Through the magic of the Blogflux people, I can see the google searches people have used which have led them to the Drunken Housewife. Here are my most recent favorites:

a foreigner in her native land This is sadly all too true, especially when I venture out of my special adopted homeland, the Bayeria. The last time I visited a red state, I unintentionally got into a number of arguments about politics and began to think I was going to have to fight my way out: "The Drunken Housewife's Escape From Red Island."

drunken housewife Panama
I did go to Panama once, how did they know? I got pretty spectacularly drunk there, as well (as opposed to such destinations as Austria and France, where I was rather modest in my consumption), making it quite a propos for finding this blog.

when is ringworm in kittens not contagious anymore
Answer: when hell freezes over.

housewife+farting We'll leave the fart jokes to the children, please.

mr. clean and housewife costumes How hard could that be? People, please. We must do SOME of our thinking for ourselves.
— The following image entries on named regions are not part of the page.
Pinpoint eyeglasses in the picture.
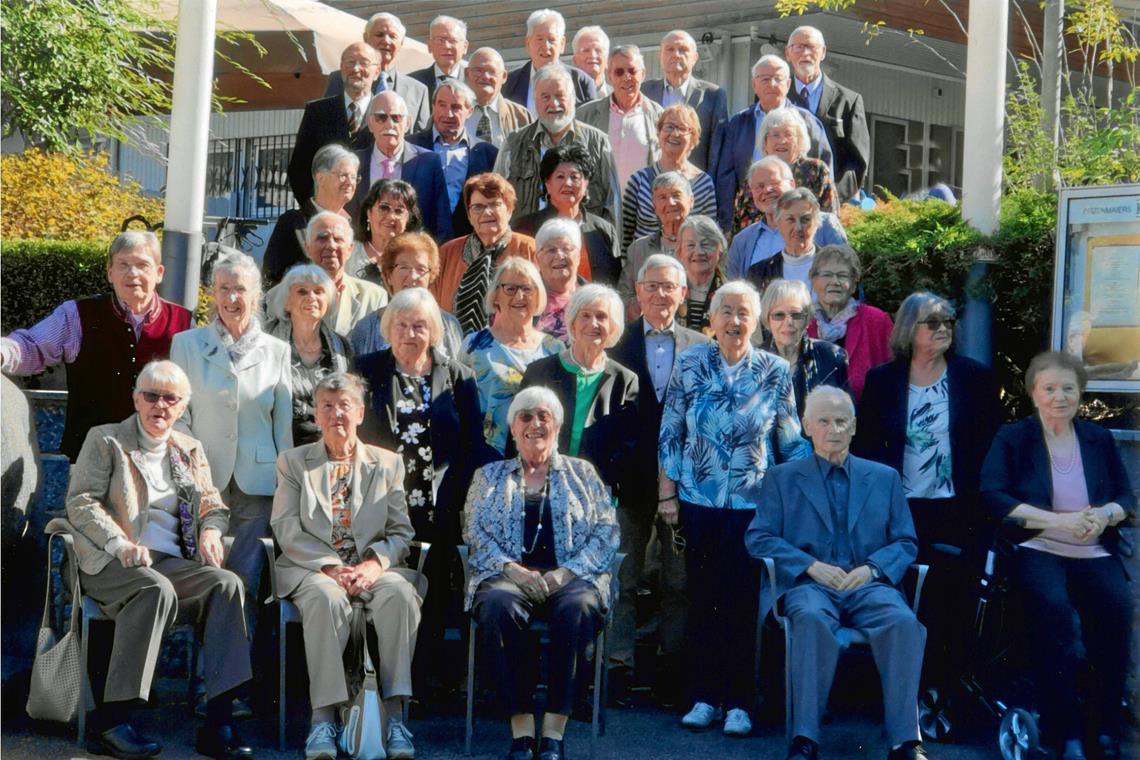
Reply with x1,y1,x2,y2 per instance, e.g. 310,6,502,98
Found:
139,391,182,407
768,311,807,322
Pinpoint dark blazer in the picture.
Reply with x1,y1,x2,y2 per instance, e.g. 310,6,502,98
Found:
853,353,1002,506
288,93,373,209
519,353,638,497
982,415,1135,556
788,75,871,203
502,60,597,107
642,76,728,170
408,60,467,100
609,317,709,512
744,455,918,591
352,140,455,243
709,103,834,229
356,349,499,546
325,70,431,132
407,126,498,238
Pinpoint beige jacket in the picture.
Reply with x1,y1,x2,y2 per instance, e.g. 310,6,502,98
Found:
269,441,415,597
67,415,229,575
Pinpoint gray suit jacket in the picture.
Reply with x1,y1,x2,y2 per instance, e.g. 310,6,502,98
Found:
642,77,728,171
269,441,416,597
744,455,919,591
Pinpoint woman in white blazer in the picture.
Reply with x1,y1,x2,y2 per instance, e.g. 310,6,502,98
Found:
170,251,293,640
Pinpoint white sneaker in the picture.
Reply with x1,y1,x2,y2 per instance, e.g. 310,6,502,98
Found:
724,708,752,736
681,702,720,730
304,720,336,760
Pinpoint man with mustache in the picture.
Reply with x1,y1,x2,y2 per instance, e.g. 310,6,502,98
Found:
325,11,431,133
495,64,621,228
578,44,662,188
352,90,451,243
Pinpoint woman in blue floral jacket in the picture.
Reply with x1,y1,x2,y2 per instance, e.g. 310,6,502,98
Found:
464,385,619,760
658,280,811,736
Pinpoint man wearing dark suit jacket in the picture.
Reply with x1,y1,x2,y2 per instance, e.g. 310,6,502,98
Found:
288,42,380,209
352,92,451,243
610,254,709,704
744,385,926,760
325,13,431,131
784,26,871,203
642,30,728,171
408,80,498,237
503,9,597,115
408,16,467,103
710,55,834,230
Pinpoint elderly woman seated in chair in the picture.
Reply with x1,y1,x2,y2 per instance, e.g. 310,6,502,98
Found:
270,373,422,760
464,386,618,760
67,361,252,759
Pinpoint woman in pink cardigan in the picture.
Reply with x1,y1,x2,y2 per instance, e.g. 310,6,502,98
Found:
807,245,893,401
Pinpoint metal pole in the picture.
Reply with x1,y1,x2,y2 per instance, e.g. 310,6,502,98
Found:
158,0,218,309
959,0,1009,365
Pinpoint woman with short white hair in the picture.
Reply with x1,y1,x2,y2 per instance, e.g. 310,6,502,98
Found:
658,280,812,736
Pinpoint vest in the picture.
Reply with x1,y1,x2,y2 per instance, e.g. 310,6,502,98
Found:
59,294,194,463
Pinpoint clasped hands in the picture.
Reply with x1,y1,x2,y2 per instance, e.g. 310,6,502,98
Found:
807,559,872,591
503,562,575,604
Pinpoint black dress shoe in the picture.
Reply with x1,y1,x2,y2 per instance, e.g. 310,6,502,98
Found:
194,724,253,760
887,742,927,760
538,736,565,760
87,724,162,760
506,736,535,760
788,736,820,760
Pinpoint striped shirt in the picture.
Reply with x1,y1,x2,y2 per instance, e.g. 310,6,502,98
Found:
621,163,716,251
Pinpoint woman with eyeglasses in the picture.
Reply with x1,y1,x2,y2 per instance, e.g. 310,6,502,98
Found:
852,292,1002,701
463,385,618,760
760,279,847,418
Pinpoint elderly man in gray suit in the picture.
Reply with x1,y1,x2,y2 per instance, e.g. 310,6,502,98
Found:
642,28,728,171
744,386,926,760
325,11,431,133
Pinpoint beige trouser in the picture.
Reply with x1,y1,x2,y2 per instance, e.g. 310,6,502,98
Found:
290,570,423,710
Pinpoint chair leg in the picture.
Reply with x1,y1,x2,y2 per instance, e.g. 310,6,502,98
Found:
463,618,475,757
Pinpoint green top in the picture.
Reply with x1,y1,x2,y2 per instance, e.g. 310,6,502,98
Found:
559,351,602,457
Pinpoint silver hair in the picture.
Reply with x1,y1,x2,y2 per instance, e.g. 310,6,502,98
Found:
637,253,689,286
304,211,356,244
380,287,443,348
428,15,467,39
756,106,812,157
649,172,693,201
890,291,955,359
364,10,408,42
506,385,563,427
312,373,367,407
565,283,626,349
312,142,360,179
107,229,162,268
760,279,812,325
527,8,567,36
535,216,581,251
677,214,728,253
570,24,610,55
135,359,192,401
431,76,479,108
483,256,546,317
709,279,760,319
751,52,791,79
804,385,855,419
776,187,820,221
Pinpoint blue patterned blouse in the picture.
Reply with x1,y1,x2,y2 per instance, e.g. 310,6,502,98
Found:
659,343,812,509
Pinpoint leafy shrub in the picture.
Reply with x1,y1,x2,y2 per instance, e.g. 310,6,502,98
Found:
0,150,163,244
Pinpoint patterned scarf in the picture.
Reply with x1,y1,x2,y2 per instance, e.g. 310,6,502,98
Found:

rapt housewife (sounds so poetic)

dollhouse miniatures foods sardines tins How the hell does that lead to me? Was I 1,299th of 5,775 possibilities, and the first 1,298 failed to satisfy?

drugged housewives
(I wish).

crabby housewives clip art When you find some, let me know.

yogurt tequila drinks If I were drunk enough, I would try one, but I'm not going to walk into a bar anytime soon and ask, "Can ya make me somethin' with yogurt and tequila? And maybe a cherry?"

"fucking short stories"

tuesday subway sandwich special petaluma

vegetables that can't be found in the philippines
I didn't get served any eggplants or rutabagas when I lived there; is that helpful to anyone?
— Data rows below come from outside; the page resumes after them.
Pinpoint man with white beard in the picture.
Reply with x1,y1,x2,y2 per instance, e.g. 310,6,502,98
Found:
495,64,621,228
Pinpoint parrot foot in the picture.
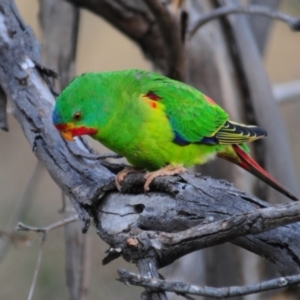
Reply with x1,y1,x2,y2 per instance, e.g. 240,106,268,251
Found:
144,165,186,192
115,167,141,191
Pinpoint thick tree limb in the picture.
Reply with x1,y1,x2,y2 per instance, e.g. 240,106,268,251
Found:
0,0,300,300
96,175,300,275
118,269,300,299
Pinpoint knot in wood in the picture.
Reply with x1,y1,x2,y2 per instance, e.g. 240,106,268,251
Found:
126,238,139,248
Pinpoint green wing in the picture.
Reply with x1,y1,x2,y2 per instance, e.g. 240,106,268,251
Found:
138,73,228,144
137,72,267,145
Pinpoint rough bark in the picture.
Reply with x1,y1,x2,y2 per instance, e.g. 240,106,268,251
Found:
39,0,90,300
0,0,300,300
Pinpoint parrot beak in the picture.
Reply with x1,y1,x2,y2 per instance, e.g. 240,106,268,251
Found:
60,129,75,142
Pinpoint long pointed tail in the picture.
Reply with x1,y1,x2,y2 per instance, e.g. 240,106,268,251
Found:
218,145,299,201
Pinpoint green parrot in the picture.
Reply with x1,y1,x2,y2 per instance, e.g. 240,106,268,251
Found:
52,70,298,200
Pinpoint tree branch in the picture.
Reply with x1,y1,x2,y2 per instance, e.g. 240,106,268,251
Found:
118,269,300,299
188,5,300,38
145,0,185,81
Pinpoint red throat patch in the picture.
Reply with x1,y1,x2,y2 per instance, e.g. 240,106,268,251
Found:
70,126,98,136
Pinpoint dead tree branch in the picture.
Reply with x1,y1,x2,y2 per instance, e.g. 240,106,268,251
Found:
189,5,300,38
118,269,300,299
0,0,300,299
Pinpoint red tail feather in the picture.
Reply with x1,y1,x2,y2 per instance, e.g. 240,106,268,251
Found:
220,145,299,201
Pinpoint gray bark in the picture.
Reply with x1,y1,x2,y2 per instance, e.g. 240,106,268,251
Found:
39,0,91,300
0,0,300,300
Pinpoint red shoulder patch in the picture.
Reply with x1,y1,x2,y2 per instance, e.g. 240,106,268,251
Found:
70,126,98,136
205,96,217,104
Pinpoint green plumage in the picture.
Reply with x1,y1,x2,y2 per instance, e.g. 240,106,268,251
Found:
53,70,266,170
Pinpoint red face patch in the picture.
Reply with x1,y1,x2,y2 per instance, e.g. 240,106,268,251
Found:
54,124,68,131
145,91,162,101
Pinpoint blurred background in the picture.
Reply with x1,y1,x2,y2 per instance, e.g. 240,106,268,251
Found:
0,0,300,300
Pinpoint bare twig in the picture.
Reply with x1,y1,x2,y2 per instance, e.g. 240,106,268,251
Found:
189,5,300,38
145,0,185,81
137,256,168,300
0,161,44,261
118,269,300,299
0,87,8,131
16,215,78,233
273,80,300,103
27,232,47,300
16,215,78,300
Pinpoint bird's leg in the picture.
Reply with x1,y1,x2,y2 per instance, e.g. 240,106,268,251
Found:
144,165,186,192
115,167,142,191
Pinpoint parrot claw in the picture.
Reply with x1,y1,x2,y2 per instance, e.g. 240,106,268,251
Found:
115,167,141,192
144,165,186,192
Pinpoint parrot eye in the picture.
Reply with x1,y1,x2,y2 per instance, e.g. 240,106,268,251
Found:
73,111,81,121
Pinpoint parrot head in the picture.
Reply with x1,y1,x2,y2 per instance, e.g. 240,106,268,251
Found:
52,73,111,141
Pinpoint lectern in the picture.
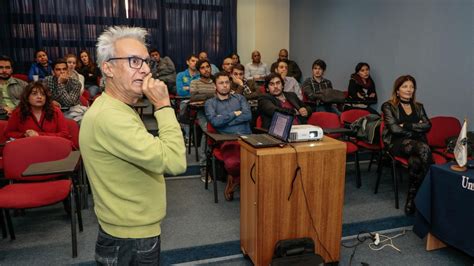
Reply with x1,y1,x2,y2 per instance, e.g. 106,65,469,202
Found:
240,137,346,265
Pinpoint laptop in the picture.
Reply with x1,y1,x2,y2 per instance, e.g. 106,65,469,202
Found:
240,112,294,148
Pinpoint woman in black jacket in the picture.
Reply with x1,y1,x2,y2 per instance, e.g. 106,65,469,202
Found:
382,75,432,214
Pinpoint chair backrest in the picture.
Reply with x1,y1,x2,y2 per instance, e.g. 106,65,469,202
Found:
255,116,262,128
3,136,72,180
340,109,370,125
308,112,341,138
65,118,79,150
0,120,8,157
426,116,461,148
379,120,385,150
12,73,28,82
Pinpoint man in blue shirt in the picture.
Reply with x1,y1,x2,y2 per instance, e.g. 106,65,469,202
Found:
204,72,252,201
176,54,199,96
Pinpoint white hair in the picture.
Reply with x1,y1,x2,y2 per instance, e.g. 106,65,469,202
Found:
96,26,148,67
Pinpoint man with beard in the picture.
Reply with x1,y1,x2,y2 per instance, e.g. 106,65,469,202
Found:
270,49,301,82
150,48,176,94
258,73,312,129
190,59,216,181
28,49,53,81
0,55,28,116
43,59,83,121
205,72,252,201
245,51,270,82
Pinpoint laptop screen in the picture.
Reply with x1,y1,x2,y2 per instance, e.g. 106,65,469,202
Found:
268,112,293,142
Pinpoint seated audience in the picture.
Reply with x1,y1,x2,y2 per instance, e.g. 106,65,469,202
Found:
302,59,340,114
190,59,216,102
230,64,262,101
344,62,378,114
5,81,71,139
258,73,312,129
78,50,102,99
275,61,303,100
198,51,219,75
64,54,85,95
270,49,301,82
205,72,252,200
0,55,28,118
190,60,216,174
245,51,270,82
176,55,199,96
228,53,240,66
382,75,432,214
43,59,87,122
150,48,176,94
28,49,53,81
222,57,234,75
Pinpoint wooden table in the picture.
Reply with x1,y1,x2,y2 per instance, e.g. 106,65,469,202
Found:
239,137,346,265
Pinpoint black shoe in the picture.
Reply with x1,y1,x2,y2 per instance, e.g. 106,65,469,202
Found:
405,183,417,215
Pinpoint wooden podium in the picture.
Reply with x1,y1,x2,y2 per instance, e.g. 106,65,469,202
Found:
239,137,346,265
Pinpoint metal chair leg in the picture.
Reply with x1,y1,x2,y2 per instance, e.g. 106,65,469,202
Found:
69,184,77,258
0,209,7,238
354,151,362,188
367,151,375,172
5,209,16,240
392,160,399,209
212,156,219,203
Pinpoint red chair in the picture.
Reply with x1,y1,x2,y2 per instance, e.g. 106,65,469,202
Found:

+"study" +"homeopathy" +"screenwriter" +"baby"

"the simpsons" + "smokes butter"
I told Iris about this one, and it made her happy. She loves to rant about how Homer smoked butter.

using orthodontic elastics on braids
This is so basic a concept that it causes one to wonder: Why the hell is someone googling that? Just put the frigging elastics on the end of the braids! Did you think it would straighten curly hair? Or were you concerned that angry orthodontists would pluck the elastics out of your child's hair?
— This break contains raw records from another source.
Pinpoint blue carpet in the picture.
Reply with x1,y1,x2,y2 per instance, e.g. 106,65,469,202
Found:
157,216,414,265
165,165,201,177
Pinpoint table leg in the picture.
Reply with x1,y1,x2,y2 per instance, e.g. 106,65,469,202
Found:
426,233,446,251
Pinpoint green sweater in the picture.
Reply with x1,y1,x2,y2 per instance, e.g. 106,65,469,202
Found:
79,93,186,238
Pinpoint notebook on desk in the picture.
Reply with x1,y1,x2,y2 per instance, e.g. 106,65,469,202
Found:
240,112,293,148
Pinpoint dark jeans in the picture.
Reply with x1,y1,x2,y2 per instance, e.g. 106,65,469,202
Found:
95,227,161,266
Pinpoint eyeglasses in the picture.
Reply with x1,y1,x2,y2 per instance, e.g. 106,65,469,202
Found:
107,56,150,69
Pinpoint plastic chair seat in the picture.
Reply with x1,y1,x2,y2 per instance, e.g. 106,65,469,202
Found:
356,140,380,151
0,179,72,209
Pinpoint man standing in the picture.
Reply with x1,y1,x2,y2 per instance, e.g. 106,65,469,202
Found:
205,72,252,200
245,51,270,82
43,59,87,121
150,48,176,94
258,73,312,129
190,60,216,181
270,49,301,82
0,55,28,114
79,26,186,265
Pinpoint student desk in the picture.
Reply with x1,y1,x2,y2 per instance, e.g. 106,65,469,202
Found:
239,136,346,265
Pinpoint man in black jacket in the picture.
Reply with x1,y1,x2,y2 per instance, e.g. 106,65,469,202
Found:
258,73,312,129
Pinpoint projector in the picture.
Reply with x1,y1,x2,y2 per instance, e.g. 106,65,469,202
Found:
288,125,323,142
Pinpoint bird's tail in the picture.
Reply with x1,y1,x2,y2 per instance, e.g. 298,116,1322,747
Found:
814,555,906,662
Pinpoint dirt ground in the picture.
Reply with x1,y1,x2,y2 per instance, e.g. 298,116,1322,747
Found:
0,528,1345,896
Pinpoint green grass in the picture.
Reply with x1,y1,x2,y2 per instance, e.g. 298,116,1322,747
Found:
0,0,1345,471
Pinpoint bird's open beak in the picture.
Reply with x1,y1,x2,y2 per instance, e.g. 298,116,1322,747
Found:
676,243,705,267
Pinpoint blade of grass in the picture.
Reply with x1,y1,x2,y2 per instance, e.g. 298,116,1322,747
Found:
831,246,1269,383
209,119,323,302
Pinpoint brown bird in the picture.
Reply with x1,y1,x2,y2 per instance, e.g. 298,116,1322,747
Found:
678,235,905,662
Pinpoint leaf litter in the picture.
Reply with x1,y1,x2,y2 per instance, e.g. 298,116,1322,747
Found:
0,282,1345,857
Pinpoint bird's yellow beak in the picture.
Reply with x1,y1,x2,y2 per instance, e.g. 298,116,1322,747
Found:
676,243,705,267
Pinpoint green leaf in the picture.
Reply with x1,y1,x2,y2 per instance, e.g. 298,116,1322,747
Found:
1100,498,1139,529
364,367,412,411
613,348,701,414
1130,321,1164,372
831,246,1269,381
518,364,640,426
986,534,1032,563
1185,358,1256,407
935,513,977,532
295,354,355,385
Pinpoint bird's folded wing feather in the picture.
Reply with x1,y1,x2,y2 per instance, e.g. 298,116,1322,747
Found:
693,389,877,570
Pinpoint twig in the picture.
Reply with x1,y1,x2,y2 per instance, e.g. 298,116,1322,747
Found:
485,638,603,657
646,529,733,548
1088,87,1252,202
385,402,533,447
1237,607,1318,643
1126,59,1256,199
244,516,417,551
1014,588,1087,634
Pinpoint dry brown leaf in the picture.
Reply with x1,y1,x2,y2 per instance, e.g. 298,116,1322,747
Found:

buck naked bare bottom boys This is not so funny, as I was an auditory witness to Buck Naked's death. I miss you, Buck Naked. There will never be another video as perfect as your "Teenage Pussy From Outer Space".

DRUNKEN RAT My first pet rat got drunk once. I was enrapt in a phone conversation, and when Husband 1.0 yelled at me, I noticed my rat hanging from his hind legs into my cup of sake, sucking it down feverishly. He ran around kind of crazily for awhile, and then laid down blearily in his cage for the rest of the night. I imagine he had the cage-spins, poor thing.

pictures of mid age housewives (sorry, maybe someday)

and the winner for Best Google Search Yet That Ended Up Here:

just ate soup i scraped mold off

I only hope I was of some meager help to you, dear moldy-soup eater, and that you have recovered fully from your fateful meal.